Freie Lehrstellen weiterhin unbesetzt

Fachkräftemangel im Handwerk

7. September 2017

Unternehmen haben zunehmend Schwierigkeiten, ihre freien Ausbildungsplätze mit geeigneten Bewerbern zu besetzen. Denn Angebot und Nachfrage passen häufig nicht zusammen.

Handwerk sucht Nachwuchs

Trotz 142.000 abgeschlossener Ausbildungsverträge im Jahr 2016 besteht der Fachkräftemangel im Handwerk weiter fort. Dort bleiben laut Handwerkspräsident Hans-Peter Wollseifer 14.000 Ausbildungsstellen unbesetzt. Der Anteil an immer noch freien Lehrstellen beträgt damit 9,4 Prozent und liegt über dem Durchschnitt der Gesamtwirtschaft von acht Prozent. Besonders betroffen sind Klein- und Kleinstbetriebe. Die Ausbildungsstellen bleiben zum Teil mehrere Jahre offen und fließen so stetig in die Statistik der nicht besetzten Lehrstellen ein. Im Saarland ist der Anteil neu abgeschlossener Ausbildungsverträge beispielsweise im Vorjahresvergleich um 2,8 Prozent gesunken – in Schleswig-Holstein um 1,8 Prozent. Dies geht aus dem Berufsbildungsbericht 2017 des Bundesbildungsministeriums hervor.

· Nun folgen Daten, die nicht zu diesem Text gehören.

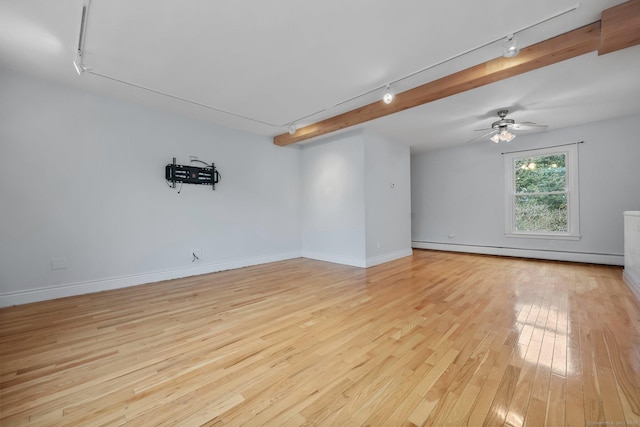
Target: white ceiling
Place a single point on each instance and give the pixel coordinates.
(260, 65)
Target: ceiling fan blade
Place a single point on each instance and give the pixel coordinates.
(493, 132)
(528, 126)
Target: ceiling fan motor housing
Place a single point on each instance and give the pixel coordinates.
(504, 123)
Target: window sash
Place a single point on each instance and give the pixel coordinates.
(571, 192)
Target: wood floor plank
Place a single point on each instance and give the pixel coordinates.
(433, 339)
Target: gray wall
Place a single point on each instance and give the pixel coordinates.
(460, 191)
(83, 185)
(351, 213)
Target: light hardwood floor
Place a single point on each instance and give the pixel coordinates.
(433, 339)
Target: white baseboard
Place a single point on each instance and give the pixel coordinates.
(357, 262)
(381, 259)
(321, 256)
(633, 282)
(91, 286)
(525, 253)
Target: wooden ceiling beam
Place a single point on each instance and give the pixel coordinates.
(620, 27)
(569, 45)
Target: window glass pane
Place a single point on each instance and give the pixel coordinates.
(541, 174)
(541, 213)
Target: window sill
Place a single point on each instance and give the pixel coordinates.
(547, 236)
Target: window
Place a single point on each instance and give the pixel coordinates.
(542, 193)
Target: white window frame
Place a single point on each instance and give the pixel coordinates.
(573, 199)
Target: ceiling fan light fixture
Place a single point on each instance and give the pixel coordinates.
(510, 47)
(388, 96)
(503, 135)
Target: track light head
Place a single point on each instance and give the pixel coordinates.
(510, 47)
(79, 67)
(388, 96)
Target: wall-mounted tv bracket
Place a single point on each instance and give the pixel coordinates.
(207, 175)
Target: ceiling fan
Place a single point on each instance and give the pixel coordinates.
(501, 130)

Passungsproblem zwischen Unternehmen und Schulabgängern

Nicht alle Jugendlichen können von der aktuell guten Arbeitsmarktsituation profitieren. Das Angebot an Ausbildungsplätzen und die Nachfrage danach passen häufig nicht zusammen. Unternehmen nennen als Gründe für die niedrige Ausbildungsbeteiligung einen Nachwuchskräftemangel, ungeeignete Bewerber sowie zu wenige beziehungsweise gar keine Bewerbungen. Infolgedessen gibt es in Deutschland insgesamt über 43.000 freie Lehrstellen. Zeitgleich finden 20.600 Bewerber keinen Ausbildungsplatz. Diese Passungsprobleme stellen eine Herausforderung für die Wirtschaft aber auch die Schulen dar. Die frühzeitige Berufsorientierung in den Schulen soll bei Schülern das Interesse für eine duale Ausbildung wecken und sie darauf vorbereiten.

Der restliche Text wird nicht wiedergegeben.